Teaching the OOM killer about control groups

By Jonathan Corbet
July 27, 2018

The kernel's out-of-memory (OOM) killer is summoned when the system runs short of free memory and is unable to proceed without killing one or more processes. As might be expected, the policy decisions around which processes should be targeted have engendered controversy for as long as the OOM killer has existed. The 4.19 development cycle is likely to include a new OOM-killer implementation that targets control groups rather than individual processes, but it turns out that there is significant disagreement over how the OOM killer and control groups should interact.

To simplify a bit: when the OOM killer is invoked, it tries to pick the process whose demise will free the most memory while causing the least misery for users of the system. The heuristics used to make this selection have varied considerably over time — it was once remarked that each developer who changes the heuristics makes them work for their use case while ruining things for everybody else. In current kernels, the heuristics implemented in oom_badness() are relatively simple: sum up the amount of memory used by a process, then scale it by the process's oom_score_adj value. That value, found in the process's /proc directory, can be tweaked by system administrators to make specific processes more or less attractive as an OOM-killer target.

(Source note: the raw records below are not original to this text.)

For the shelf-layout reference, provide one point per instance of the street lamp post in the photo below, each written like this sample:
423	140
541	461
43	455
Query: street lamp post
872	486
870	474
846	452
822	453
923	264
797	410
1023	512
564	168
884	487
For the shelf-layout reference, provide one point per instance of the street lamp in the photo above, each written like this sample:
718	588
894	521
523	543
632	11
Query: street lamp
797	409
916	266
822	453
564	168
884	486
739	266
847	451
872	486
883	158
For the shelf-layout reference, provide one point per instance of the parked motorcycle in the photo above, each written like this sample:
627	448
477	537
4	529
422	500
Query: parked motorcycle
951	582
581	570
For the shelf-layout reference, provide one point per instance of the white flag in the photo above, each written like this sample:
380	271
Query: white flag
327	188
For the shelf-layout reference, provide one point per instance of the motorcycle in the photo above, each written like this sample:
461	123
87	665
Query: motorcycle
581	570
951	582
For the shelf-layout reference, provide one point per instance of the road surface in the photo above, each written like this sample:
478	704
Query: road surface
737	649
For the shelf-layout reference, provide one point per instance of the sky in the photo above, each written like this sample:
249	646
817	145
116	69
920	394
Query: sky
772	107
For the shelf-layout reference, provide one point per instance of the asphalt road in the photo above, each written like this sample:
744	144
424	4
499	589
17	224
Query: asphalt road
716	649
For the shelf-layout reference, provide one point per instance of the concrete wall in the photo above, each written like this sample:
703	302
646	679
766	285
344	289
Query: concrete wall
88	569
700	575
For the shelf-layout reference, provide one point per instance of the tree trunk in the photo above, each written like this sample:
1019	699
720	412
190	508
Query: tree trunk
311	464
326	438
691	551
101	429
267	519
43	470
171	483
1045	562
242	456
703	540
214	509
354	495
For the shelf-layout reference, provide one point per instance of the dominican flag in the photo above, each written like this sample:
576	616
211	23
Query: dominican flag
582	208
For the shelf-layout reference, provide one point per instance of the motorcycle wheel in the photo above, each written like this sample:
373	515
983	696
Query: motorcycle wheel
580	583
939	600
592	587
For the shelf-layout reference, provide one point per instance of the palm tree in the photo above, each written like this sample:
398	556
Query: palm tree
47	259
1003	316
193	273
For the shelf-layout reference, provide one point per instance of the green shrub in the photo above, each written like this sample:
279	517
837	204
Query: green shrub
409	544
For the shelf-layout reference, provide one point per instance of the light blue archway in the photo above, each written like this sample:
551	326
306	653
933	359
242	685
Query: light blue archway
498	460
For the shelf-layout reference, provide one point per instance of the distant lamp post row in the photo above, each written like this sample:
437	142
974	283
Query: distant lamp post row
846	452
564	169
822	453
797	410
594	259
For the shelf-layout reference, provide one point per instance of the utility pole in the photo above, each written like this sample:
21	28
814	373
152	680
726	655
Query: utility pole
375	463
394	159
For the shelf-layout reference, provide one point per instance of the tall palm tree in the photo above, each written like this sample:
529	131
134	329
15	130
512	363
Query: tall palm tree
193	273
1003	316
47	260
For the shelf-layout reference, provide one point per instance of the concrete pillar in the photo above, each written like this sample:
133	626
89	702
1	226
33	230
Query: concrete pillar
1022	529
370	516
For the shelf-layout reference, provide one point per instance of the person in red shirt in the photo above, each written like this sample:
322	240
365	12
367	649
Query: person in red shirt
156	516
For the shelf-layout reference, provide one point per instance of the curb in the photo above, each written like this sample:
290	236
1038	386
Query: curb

No OOM-killer implementation is perfect, and this one is no exception. One problem is that it does not pay attention to how much memory a particular user has allocated; it only looks at specific processes. If user A has a single large process while user B has 100 smaller ones, the OOM killer will invariably target A's process, even if B is using far more memory overall. That behavior is tolerable on a single-user system, but it is less than optimal on a large system running containers on behalf of multiple users.

Control-group awareness

To address this issue, Roman Gushchin has introduced the control-group-aware OOM killer. It modifies the OOM-kill algorithm in a fairly straightforward way: first, the control group with the largest memory consumption is found, then the largest process running within that group is killed. There is also a new knob added to control groups called memory.oom_group; if it is set to a non-zero value, the OOM killer will kill all processes running within the targeted group instead of just the largest one. This flag is useful for cases where the processes in a group depend on each other and the whole set will fail to function properly if one is killed.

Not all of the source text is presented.